É decepcionante como, da metade para o fim, o filme de Aster perde muito de suas capacidades dramáticas, dedicando-se em demasia a uma mise-en-scène deslumbrada por estranhezas litúrgicas. Já existe um indicativo desse caminho a ser tomado quando o diretor abusa de movimentos complexos de câmera, como na transição temporal de cenas em que Dani entra em diferentes banheiros, ou no travelling invertido do trajeto do carro até o vilarejo. Aos poucos, o filme abre espaço para essa atenção performática que busca chocar, mas, em seus exageros, somente afoga o que há de melhor na natureza da narrativa.
Poucos elementos ainda sobrevivem bem nessa parte final. A frontalidade de um gore deliberadamente artificial é muito boa ao atestar certa banalidade contrastante com as angústias dos personagens-turistas. Tal naturalidade da comunidade local perante esses atos de extrema violência é articulada bem pela maneira como Aster não priva seu filme do dilaceramento explícito dos corpos, estabelecendo interessante contraste com o choque estrangeiro, carregado de traumas relacionados ao cessamento da vida.

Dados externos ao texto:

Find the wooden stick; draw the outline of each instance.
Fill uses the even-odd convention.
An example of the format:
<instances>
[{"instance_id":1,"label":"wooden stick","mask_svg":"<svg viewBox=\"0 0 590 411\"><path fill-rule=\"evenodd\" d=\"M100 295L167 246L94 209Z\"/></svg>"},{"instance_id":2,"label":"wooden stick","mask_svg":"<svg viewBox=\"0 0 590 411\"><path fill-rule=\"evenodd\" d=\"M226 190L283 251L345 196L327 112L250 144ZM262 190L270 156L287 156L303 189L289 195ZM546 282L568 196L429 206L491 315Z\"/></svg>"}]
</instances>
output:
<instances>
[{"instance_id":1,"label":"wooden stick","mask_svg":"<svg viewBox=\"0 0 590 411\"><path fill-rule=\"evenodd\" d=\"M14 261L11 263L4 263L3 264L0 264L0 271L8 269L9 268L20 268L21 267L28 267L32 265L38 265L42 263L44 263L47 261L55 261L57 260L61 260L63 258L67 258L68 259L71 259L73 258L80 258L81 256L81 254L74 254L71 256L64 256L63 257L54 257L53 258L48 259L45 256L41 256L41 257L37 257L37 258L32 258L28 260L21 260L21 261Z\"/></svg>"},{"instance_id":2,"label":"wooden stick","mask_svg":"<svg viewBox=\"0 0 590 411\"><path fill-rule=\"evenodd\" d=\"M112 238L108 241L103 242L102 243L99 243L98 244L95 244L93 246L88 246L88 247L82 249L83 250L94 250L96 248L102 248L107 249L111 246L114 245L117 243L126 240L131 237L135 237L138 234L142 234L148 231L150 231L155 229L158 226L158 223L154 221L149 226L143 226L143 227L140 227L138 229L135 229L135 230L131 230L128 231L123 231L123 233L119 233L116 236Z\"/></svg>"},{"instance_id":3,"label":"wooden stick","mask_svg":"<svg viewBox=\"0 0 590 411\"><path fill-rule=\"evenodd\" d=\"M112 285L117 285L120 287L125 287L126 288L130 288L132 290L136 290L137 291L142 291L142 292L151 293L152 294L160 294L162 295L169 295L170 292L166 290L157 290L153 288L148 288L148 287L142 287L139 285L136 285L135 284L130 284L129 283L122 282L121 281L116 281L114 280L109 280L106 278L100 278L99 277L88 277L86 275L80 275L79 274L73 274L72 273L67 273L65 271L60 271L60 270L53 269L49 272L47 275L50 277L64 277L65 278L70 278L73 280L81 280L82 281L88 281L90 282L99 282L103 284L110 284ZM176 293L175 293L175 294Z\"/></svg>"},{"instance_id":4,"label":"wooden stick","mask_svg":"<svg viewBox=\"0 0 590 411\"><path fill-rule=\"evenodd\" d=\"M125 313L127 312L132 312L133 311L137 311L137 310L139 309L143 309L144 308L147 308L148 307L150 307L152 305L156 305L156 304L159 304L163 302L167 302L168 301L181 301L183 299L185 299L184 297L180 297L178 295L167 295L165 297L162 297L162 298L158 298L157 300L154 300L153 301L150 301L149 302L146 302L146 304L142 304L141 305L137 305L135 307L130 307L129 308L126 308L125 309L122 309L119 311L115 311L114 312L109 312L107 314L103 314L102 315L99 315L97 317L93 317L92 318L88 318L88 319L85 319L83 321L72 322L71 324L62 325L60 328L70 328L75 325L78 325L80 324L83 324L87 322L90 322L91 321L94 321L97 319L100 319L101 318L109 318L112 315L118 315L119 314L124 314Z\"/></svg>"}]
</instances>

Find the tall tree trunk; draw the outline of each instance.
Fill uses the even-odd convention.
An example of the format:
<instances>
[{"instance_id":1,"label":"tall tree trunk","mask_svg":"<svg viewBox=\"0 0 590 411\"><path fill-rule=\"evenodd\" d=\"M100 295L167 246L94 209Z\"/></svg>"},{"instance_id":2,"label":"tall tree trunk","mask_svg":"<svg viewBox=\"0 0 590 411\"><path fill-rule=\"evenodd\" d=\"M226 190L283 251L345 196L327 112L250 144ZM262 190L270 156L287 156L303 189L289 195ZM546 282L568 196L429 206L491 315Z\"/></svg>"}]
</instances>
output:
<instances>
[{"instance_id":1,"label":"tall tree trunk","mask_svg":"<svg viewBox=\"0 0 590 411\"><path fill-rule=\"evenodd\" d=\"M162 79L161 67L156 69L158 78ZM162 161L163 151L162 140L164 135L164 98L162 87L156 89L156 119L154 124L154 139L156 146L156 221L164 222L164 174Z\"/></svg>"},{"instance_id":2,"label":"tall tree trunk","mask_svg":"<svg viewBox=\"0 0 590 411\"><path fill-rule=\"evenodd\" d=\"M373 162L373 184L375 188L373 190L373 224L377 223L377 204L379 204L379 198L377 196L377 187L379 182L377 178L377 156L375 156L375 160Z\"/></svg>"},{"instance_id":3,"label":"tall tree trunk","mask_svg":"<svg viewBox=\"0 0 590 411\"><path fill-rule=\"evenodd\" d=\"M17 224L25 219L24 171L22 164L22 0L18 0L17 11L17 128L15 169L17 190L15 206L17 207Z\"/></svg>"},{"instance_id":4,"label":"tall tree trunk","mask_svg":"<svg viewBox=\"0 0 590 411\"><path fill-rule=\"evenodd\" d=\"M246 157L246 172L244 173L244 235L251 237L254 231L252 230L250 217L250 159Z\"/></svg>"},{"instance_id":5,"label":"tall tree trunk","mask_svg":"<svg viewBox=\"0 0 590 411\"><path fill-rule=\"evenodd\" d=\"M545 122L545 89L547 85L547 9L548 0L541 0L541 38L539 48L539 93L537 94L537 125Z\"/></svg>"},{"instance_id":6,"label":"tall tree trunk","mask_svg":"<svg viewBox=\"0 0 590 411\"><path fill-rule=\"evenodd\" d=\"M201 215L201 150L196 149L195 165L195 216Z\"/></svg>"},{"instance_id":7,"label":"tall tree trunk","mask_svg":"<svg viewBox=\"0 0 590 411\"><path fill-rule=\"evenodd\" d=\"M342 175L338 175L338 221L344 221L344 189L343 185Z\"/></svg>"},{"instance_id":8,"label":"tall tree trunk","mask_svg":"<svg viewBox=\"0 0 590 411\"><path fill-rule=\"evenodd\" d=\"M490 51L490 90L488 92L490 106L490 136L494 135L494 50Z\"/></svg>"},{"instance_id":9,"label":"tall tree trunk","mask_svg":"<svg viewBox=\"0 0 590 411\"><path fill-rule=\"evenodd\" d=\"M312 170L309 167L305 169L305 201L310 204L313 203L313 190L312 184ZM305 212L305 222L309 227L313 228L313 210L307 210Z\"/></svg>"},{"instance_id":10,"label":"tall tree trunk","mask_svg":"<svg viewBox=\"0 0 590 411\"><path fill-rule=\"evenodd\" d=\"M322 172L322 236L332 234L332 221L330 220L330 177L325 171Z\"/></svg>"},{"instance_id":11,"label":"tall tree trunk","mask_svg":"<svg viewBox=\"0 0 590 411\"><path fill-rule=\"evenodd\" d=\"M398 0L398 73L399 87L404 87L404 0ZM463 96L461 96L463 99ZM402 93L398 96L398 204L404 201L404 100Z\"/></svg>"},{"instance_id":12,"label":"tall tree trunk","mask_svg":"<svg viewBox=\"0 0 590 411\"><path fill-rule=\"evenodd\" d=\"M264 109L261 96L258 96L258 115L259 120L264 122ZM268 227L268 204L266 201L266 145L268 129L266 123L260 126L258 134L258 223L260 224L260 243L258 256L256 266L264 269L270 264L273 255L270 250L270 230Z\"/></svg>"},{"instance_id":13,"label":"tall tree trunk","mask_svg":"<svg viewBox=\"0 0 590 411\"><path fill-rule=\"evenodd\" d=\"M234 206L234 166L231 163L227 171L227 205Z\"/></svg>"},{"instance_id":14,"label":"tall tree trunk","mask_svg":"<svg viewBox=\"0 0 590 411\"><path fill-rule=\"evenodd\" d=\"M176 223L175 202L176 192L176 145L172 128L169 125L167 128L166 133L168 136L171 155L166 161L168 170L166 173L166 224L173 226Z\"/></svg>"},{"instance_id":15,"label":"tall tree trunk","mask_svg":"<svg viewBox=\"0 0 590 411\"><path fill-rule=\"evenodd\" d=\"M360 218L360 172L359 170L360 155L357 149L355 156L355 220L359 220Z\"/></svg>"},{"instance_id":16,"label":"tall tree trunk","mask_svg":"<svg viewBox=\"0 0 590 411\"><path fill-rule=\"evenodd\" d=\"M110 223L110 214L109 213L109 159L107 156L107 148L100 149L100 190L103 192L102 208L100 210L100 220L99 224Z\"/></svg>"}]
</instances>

Mesmo nas cenas em que o diretor pesa realmente a mão nessa unidade estilística que busca o choque através de contrastes entre a beleza explícita de um enquadramento e seus significados psicológicos, a atuação de Florence Pugh ainda assim consegue manter vivo algum interesse pelo que se sucede. Atriz que consegue equilibrar muito bem certa seriedade dramática com uma ingenuidade proveniente de trejeitos infantis (seu choro é perturbador por natureza ao remeter em demasia ao de uma criança), Pugh desenvolve magistralmente a postura passiva de uma personagem que busca sempre agradar aos outros e, por consequência, acumula grandes ressentimentos que são pouco verbalizados.
Pugh relembra ao público o que há de mais comum entre o adulto e a criança na manifestação de sentimentos quando tudo parece fugir de controle. Se o filme todo trabalha nessa incomunicabilidade dos desejos individuais, não há maneira melhor de articular isso em uma personagem que não pela luta interna entre a necessidade de um altruísmo maduro e a inevitabilidade do ego infantil. É por conta dessa sua tremenda capacidade de abstração no papel designado que, mesmo quando Aster parece sufocar tudo com sua busca sensorial por algo que não se mostra dramaticamente eficaz em tela, Pugh nos relembra que há ali uma personagem capaz de representar toda a angústia das tragédias humanas. Sua performance aqui é a representação contemporânea de uma Lilian Gish num close-up médio e, mesmo que isso seja um anacronismo grosseiro, é inevitável imaginar o quão belo seria Florence Pugh sob direção de um inspirado Griffith.
Em todo caso, Midsommar não deixa de repetir um esquema estilístico que também torna Hereditário um filme pouco regular na sua articulação dramática. Ari Aster parece um diretor já muito madura na construção de ambientes que emanem dramas bastante evidentes das relações humanas. Há um entendimento muito claro das possibilidades a serem exploradas narrativamente nesses espaços superficialmente comuns, mas contaminados pela tragédia. O seu grande problema parece ainda se dar na busca por momentos de maior purgação da unidade dramática. Quando aquilo que é sobriamente construído parece pedir uma ampliação de suas consequências, abrindo espaço para uma maior quebra de relações causais, Aster ainda parece um novato admirado com a suas possibilidades audiovisuais. Sua busca pelo fluxo limita-se somente ao imediatismo de um plano elaborado. Talvez ainda esteja por vir a grande realização desse jovem cineasta, sua perfeita síntese entre angústias mundanas e artifício cinematográfico.